By Kristen Mabie
Unlike a computer from a decade ago that has been rendered virtually useless in society, art from thousands of years ago has not lost its ability to captivate. The McMullen Museum proved this with their most recent exhibition, Roman in the Provinces, produced in collaboration with Yale University where the exhibition was on display last autumn. The idea for this exhibition was born after the last co-op exhibit between Yale and Boston College showcased ancient works in 2011 and the two universities were inspired to create an exhibition that explores the limitations and concepts of Roman art as it relates to Roman provinces.
Entering the McMullen Museum the evening of the opening of Roman in the Provinces, I was immediately engrossed in shades of taupe and soft, warm earth tones created by the interior of the museum and the composition of mosaics, sculptures and architectural fragments erected in Europe as early as the beginning of the Common Era. The works on display, ranging from architecture that more clearly relates to imperial Rome, to the more subtle aspects of provincial life such as what glassware was placed out for dinner guests, allow the viewer to explore many aspects of the Roman Provinces – each as intriguing as the last. It did not take me long to realize this exhibition was not going to cater to the traditional impression of art in the Roman Empire; within the alcoves of the upper floor alone I found art from many regions ranging from Italy, to modern-day Turkey and the United Kingdom. Having such a wide range of art in one place creates a visual timeline for the viewer to explore spanning hundreds of years and multiple regions.
The longer I wandered through the exhibition, examining the tiny treasures in the farthest corners of the museum, the more guests arrived. At each piece, small groups gathered to have hushed conversations, the mysterious nature of the art causing almost every visitor to pause and read the sign, pouring over the stories of each object’s former life.
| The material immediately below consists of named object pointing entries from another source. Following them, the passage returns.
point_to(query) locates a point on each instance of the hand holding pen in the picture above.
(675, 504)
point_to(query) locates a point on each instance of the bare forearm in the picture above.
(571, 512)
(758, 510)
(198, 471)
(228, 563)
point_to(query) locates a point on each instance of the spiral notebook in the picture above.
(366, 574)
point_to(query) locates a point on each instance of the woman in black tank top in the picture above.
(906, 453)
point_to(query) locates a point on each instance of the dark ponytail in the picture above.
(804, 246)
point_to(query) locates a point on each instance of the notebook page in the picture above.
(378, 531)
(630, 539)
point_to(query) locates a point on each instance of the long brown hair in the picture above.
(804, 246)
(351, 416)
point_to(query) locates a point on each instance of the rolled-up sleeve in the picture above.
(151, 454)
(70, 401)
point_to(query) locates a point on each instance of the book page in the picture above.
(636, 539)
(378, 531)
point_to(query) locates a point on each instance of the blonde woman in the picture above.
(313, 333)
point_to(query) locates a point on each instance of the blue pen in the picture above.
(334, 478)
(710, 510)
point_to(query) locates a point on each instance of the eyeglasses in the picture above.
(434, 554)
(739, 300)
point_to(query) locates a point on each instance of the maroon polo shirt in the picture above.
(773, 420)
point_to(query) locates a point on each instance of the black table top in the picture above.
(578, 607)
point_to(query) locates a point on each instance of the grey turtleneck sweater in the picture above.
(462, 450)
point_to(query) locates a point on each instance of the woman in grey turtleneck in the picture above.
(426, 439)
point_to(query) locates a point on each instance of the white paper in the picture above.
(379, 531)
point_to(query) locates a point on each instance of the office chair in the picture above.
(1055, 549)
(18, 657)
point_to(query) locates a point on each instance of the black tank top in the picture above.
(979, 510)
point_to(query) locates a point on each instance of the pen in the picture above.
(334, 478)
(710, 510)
I overheard a woman ask, “What is this beautiful thing?” which was surely the question on everybody’s lips. With furrowed brows, each guest walked curiously from piece to piece. I’m confident I appeared as curious as all the other guests as I examined a small, silver statuette that vaguely reminded me of Edgar Degas’s dancers.
Though the exhibition takes place in an art museum, and the artifacts are undoubtedly works of art, the experience at Roman in the Provinces is as much about anthropological and historical learning as it is about art history. There is something uniquely absurd about standing in front of an article of clothing from nearly 2,000 years ago. I struggled to comprehend the idea that these objects were masterfully preserved since the times of late antiquity and their paths have brought them here, to the campus of Boston College. Reading about a linen tunic belonging to a child in 6th-8th century Egypt, I was stunned – it was in perfect condition. Over the course of the evening, I watched multiple other guests become enamored with the tunic, with the child you can imagine running around in it, ancient history suddenly becoming not a dusty relic but something tangibly human. Standing inches from an artifact like that tunic, or the beautiful, expansive mosaics also on display, it is impossible to conceive the amount of history that has occurred between this artwork’s creation and the thoughts you have looking at it.
Almost an hour into the exhibition, Nancy Netzer, the museum’s director, gave a talk and I gathered, along with all the other guests, among the ancient busts. As I looked around me, between the heads of students and faculty members were marble sculptures of deities and elites from the Roman Empire – quite the gathering of individuals! Professor Gail Hoffman, another of the evening’s speakers, expressed that the exhibit was designed to invite visitors to these provinces and urge them to ask, “What did it mean to be Roman there?” The exhibit encourages visitors to reconsider their perceptions of the Roman Empire and look deeper, allowing each object to tell its story.